Here are the key highlights from the Bureau of Economic Analysis’s Personal Income and Outlays report for May 2025:
Consumer spending fell for the first time since January, but it is too soon to determine if the US economy is contracting. The 0.1% decrease in May was notably weak, mainly because of a sharp drop in motor vehicle sales. Much of the strength in auto sales during the first quarter resulted from a rush to buy vehicles before President Trump’s new tariffs took effect, but that momentum has now diminished. Consumers also pulled back slightly on discretionary expenditures like dining out and travel, although modest gains in other services offset these.
The subdued overall spending level reflects a more cautious consumer, even as headline sentiment indicators show slight improvements. After reaching historic lows, there was a slight uptick in consumer confidence in May. But underlying worries remain. According to the University of Michigan’s Consumer Sentiment Index, “consumer views are still broadly consistent with an economic slowdown and an increase in inflation to come. Consumers continue to be concerned about the potential impact of tariffs.” The decline in spending suggests that consumers are beginning to adjust their behavior in anticipation of a more challenging economic environment.
In May, households experienced a setback in their income—particularly farmers, who collectively had a nearly 50% plunge in their income. Additionally, there was a one-time downward adjustment in Social Security reimbursements for certain federal and state retirees, following catch-up payments made in March and April. Despite these factors, wages rose by a solid 0.4%, supporting the notion that the labor market continues to provide some underlying strength that could fuel continued economic expansion if inflation remains contained.

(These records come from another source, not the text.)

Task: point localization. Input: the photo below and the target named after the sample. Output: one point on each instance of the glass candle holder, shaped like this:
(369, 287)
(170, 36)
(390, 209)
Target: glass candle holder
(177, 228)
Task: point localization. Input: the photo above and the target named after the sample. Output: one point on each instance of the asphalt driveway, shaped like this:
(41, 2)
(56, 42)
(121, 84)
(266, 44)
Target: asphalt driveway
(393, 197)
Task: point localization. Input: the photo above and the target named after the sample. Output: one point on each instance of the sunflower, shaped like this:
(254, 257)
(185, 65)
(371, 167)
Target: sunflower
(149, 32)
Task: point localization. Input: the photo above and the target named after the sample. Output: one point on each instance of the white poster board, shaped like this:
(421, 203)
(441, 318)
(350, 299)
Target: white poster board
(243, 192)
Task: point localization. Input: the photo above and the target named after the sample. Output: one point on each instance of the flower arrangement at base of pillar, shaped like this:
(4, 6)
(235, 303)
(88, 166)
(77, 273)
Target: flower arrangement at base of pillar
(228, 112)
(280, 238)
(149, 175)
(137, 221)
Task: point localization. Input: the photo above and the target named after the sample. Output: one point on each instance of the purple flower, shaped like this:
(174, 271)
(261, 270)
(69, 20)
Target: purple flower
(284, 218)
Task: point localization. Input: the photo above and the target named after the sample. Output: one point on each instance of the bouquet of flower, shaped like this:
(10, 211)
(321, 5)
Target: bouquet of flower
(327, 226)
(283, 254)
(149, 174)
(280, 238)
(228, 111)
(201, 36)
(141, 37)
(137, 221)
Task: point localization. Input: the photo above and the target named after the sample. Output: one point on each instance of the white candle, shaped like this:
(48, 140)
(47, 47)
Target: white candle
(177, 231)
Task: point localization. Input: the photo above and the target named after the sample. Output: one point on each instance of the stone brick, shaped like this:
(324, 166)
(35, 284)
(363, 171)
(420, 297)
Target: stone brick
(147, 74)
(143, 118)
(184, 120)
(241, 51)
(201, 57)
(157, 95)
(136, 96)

The personal savings rate declined from 4.9% to 4.5% in May, reflecting the tension between stagnant income growth and rising costs. Although inflation remained modest, with overall prices increasing 0.1% in May and 2.3% over the past 12 months, there are signs that underlying inflationary pressures may be building. The core personal consumption expenditures (PCE) index, which excludes volatile food and energy prices, rose to 2.7% year-over-year—it has only dropped 0.2% in eighteen months. While President Trump and some market participants argue that inflation is close enough to the Federal Reserve’s 2% target to justify rate cuts, Fed officials remain cautious. Most expect that the actual inflationary impact of tariffs will emerge later this summer and prefer to wait for more data before adjusting policy.
So far, tariffs have not significantly increased consumer prices because many companies built up inventories ahead of their implementation. This stockpiling has delayed the need for price hikes. In addition, the recent softening in consumer demand has further restrained companies’ ability to pass on higher costs. These forces have helped keep inflation relatively subdued, at least temporarily. However, price dynamics could change as inventories are drawn down over the next few months. The next critical data point will come with the Bureau of Labor Statistics' release of the Consumer Price Index for June on July 15th, which may provide clearer signals about where inflation and consumer activity are heading. Higher Rock Education will provide a summary and analysis shortly after it is published.